6) Die Fettverdauung:

Wir brauchen Fette, denn sie liefern essenzielle Fettsäuren. Fett ist aber auch der beste Energiespeicher für Notzeiten. Der Körper bunkert es besonders gern an den Oberschenkeln und Hüften, an Bauch und Po. Im Fettgewebe lagert er aber auch Giftstoffe ab, die später freigesetzt werden. Mögliche Anzeichen hierfür sind depressive Verstimmungen, Erkrankungen der Blutgefäße und Kopfschmerzen.

 

7) Die Kohlenhydratverdauung:

Kohlenhydrate sind Energie pur. Im Überfluss sind sie aber auch für unser Übergewicht verantwortlich. Was nicht verbrannt werden kann, wird in Fett umgewandelt und gespeichert. Besonders Süßigkeiten und Weißmehlprodukte haben es in sich. Sie lassen den Blutzuckerspiegel rasant in die Höhe steigen. Das führt zu einer starken Insulinausschüttung. Insulin normalisiert den Blutzucker, unterbricht aber gleichzeitig die Fettverbrennung, schleust Fette aus der Mahlzeit in die Körperspeicher, hält Wasser im Körper zurück und verursacht schnell neuen Hunger.

 

Wie Sie die genannten Stoffwechselblockaden überwinden können, lesen Sie in den folgenden Kapiteln.

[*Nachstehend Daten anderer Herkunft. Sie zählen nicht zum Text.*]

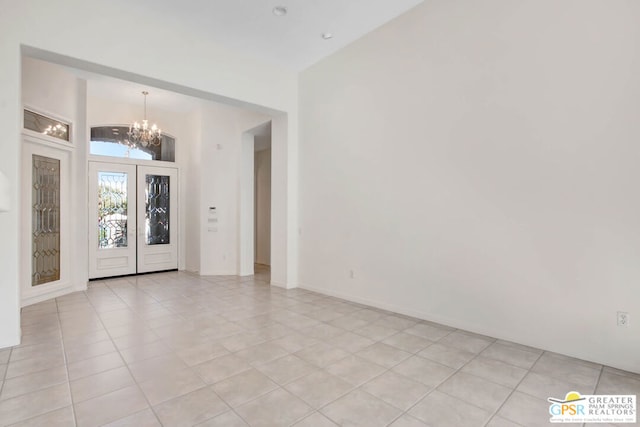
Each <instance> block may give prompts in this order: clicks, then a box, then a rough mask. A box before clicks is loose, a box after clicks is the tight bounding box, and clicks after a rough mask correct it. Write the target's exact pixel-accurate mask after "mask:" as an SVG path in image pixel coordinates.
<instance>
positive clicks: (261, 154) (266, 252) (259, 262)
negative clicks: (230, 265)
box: [254, 137, 271, 265]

Gesunde Leber - gesunde Blutgefäße

Das wichtigste Stoffwechselorgan zur Behandlung von Hämorrhoidalleiden ist die Leber. Unser moderner und meist ungesunder Lebensstil gefährdet die Gesundheit der Leber, was wiederum zu einer Erkrankung der Hämorrhoidalgefäße führen kann. 

 

Sie erfüllt zentrale Aufgaben bei der Aufnahme und Verwertung von Nahrungsbestandteilen, sorgt für die Bereitstellung lebenswichtiger Eiweißstoffe und greift regulierend in das Hormon- und Immunsystem ein. Die Leber filtert Giftstoffe aus dem Blut und sorgt für deren Abbau. Erkrankungen der Leber (Hepatopathien) nehmen immer mehr zu.